Dear Readers, I cannot really actually describe the horror of that encounter. There in my own Parlour, at Extreme Christmas, in the liberal haven of San Francisco, out of the mouth of a decent-looking, amiable little old lady – the festering and yet so normal-sounding hatred that would come to be one of the hallmarks of Trump’s regime. I didn’t know, yet, that ordinary people would go instantly mad under Trump’s control, and crawl out of every rat-hole like the living dead; that they would turn out to be legion.
But I definitely felt I had been missed by a bullet – I hadn’t had to put my ass on the line, my friends did not meet this horrible old lady face to face. I could see them seated there, listening raptly, happy as anybody should be to be listening to Charles Dickens read A Christmas Carol. They thanked me afterwards, and I never told them what had happened. They never gave me any hint that they had heard it, either; perhaps we were all desperately trying to spare one another’s feelings. If so, I was and am grateful – because that day I was ashamed of my skin colour, my nation, my own craven thankfulness that I didn’t have to take more action myself.
But that scene has never left my mind for long, not through the last four long, ghastly years. I’ve never been completely off-guard, never stopped watching and listening for another Trump-zombie to wander up and slime all over my day. As my health got worse and worse, I couldn’t make it out to march or protest – though I did proudly knit a pussy hat for a friend who wore it to that first women’s march. I sent letter and emails, I signed petitions. And every time I did, I heard that old woman saying in a calm, reasonable voice: But, honey, we don’t have to be nice to them anymore!

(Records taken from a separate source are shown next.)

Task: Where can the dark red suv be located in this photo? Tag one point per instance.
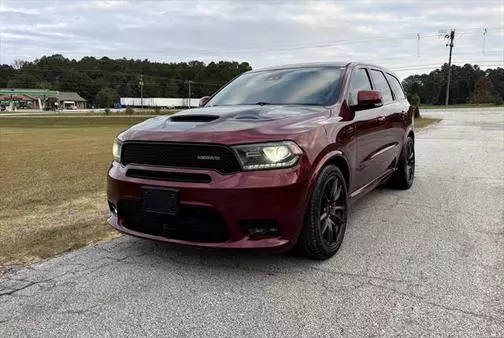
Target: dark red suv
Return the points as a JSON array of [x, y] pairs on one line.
[[273, 160]]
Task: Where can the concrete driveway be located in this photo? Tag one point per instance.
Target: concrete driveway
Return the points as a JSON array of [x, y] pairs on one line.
[[425, 261]]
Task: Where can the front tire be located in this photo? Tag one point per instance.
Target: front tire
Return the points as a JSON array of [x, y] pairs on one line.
[[326, 217]]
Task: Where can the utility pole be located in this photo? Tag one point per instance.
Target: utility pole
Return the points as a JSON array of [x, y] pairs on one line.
[[484, 41], [189, 102], [141, 83], [450, 36]]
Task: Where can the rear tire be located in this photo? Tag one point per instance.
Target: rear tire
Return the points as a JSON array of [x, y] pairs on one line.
[[405, 173], [325, 221]]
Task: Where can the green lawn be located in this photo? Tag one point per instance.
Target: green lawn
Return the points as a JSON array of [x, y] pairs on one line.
[[53, 174]]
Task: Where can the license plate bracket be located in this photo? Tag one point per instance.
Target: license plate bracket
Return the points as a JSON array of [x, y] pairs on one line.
[[160, 200]]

Even spending most of last year hospitalized, there were other patients, members of staff, whose casually ugly remarks reminded me. I spoke up whenever I heard them, the way you do to let some beer-bellied jackass know that his x-rated “joke” is not funny. Some nurses refused to tend me; at least one roommate objected to sharing a room with me. I spent my last 3 months there essentially in solitary, as my roommate was comatose. Video calls with Kimberly and Michael were almost my only human contact.
I watched much worse things happen, as people were shot, spat on, run over, harangued. Their attackers looked normal, but acted like lunatics. Trump was even worse, offending and alienating all America’s friends and allies with behaviour so awful even SNL had trouble parodying it. Could anyone actually be as horrible as he was? And with every action, he showed us that he could get even worse.

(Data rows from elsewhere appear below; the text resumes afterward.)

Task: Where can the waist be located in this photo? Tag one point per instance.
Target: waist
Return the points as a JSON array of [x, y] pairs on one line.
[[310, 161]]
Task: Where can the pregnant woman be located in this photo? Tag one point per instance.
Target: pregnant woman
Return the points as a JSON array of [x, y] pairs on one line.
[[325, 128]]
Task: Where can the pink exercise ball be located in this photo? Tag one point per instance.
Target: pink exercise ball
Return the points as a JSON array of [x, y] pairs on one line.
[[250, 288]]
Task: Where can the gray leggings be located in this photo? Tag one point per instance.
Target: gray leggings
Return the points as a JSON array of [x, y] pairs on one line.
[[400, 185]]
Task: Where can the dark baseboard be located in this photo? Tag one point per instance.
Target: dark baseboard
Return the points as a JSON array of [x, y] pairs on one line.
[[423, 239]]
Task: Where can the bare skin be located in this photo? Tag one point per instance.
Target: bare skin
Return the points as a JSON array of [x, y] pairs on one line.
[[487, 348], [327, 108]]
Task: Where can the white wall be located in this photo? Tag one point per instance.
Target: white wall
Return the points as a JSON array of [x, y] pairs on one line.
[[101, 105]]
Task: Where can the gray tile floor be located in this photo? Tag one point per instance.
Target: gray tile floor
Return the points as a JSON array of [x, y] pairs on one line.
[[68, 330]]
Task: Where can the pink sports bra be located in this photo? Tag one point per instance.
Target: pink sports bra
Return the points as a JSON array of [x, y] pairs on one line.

But that old lady stuck in my mind. She’s haunted me for 4 years. Now maybe the bitch will lie down and die in my memory.
So, Dear Readers, this old lady walked into a bar and learned that the world had changed. And it was her own bar! Like everyone else, she began to learn that the light was fading. Atlantis was well and truly sunk, there were no faeries, the Dark Lord had not only won, but he was much uglier and more inelegant than the stories had led us to believe.
But soon he’ll be gone, gone to live (in defiance of his lease) in Mira Largo. He’ll be Florida’s problem then. Mind you, I don’t know how the hell we’re going to get Air Force One back from him. And he’s walking off with the nuclear football, too, but at least we can turn that off long range …
Damn, but it’s been a long,dark walk into that bar.